Cette extravagance vient d'un embarras effectivement difficile à traiter: ce livre est marqué par sa brève histoire, il ne peut pas ne pas l'être. Un éditeur peut toujours arrêter la diffusion d'un livre, le détruire, le republier avec coupures, il ne peut pas faire que quelque chose n'ait pas été écrit. Qu'il faille des lieux où s'impriment des idées néomaurrassiennes ou néopétainistes, ou des poses de ramasse-miettes vieille France, n'est pas contesté par ceux que ça dégoûte, mais des opinions criminelles ne «s'expurgent pas». C'est sans doute ce que le précédent éditeur de Renaud Camus a dû penser puisqu'il a refusé de publier le livre, même avec coupures.

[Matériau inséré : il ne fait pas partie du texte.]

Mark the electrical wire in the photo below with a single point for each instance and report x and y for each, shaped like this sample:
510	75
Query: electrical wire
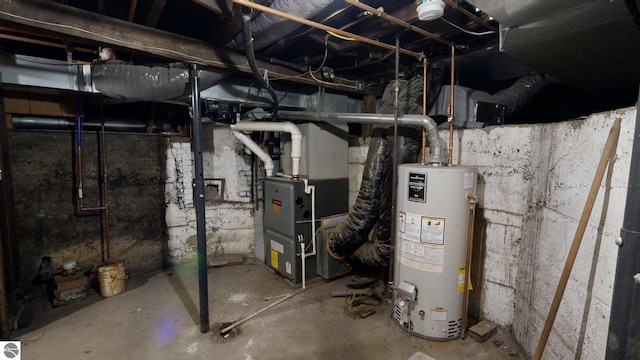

Enfin, dans tout le dernier tiers de son texte, Claude Durand s'en prend par allusions à certains des signataires, à leurs amis, à leurs parents, à leurs activités publiques ou privées. Qu'est-ce que ça vient  faire là? Chacun a signé un texte, pas une liste de signatures, ni les faits et gestes du père d'un des signataires! Et jusqu'à combien de générations faut-il remonter? Je ne sais à quelles sinistres époques on pourrait rapporter ce genre de bassesses...

Arrêtons là-dessus, car il reste un débat, à mener sans Renaud Camus qui affirme ne rien vouloir retirer de ce qu'il a écrit, et laisse à son éditeur le soin de le faire: qu'est-ce qu'un livre expurgé? Où part, où repose, où se cache ce qui n'est plus là? Dans la civilisation, le malaise est dans ce trou.